South African calla lily, Mildred E. Mathias Botanical Garden, UCLA campus, Westwood, CaliforniaWere those paintings by Georgia O'Keeffe provocative in some Freudian way? If a cigar is only a cigar, then a calla lily is only a calla lily.

See Georgia O'Keefe and the Calla Lily in American Art, 1860-1940, Barbara Buhler Lynes, Yale University Press (October 1, 2002) ISBN: 0300097387 -
During the second half of the nineteenth century, the exotic South African calla lily was introduced in the United States, and it began to appear as a subject in American art. The flower became even more popular with artists after Freud provided a sexual interpretation of its form that added new levels of meaning to depictions of it.
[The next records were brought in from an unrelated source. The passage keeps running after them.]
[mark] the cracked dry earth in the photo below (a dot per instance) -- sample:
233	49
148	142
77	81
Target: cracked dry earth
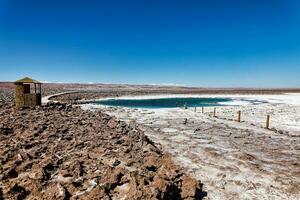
233	160
59	151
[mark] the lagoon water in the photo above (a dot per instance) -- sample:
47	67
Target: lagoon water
164	102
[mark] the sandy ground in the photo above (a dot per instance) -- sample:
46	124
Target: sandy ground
233	160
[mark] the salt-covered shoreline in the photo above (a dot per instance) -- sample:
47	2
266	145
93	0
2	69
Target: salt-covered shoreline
234	160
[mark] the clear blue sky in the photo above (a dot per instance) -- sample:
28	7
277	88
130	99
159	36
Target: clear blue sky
216	43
The calla lily soon became a recurring motif in works by important painters and photographers, particularly Georgia O'Keeffe, who depicted the flower so many times and in such provocative ways that by the early 1930s she became known as "the lady of the lilies."
See the images from the National Gallery of Art here, or those from the O'Keeffe museum in Santa Fe here.

Let's see.

Specimens at the Mildred E. Mathias Botanical Garden on the UCLA campus, photographed Friday, March 24, 2006. Note, Georgia O'Keeffe was married to the photographer Alfred Stieglitz.

South African calla lily, Mildred E. Mathias Botanical Garden, UCLA campus, Westwood, California






























Also in the manner of Georgia O'Keeffe...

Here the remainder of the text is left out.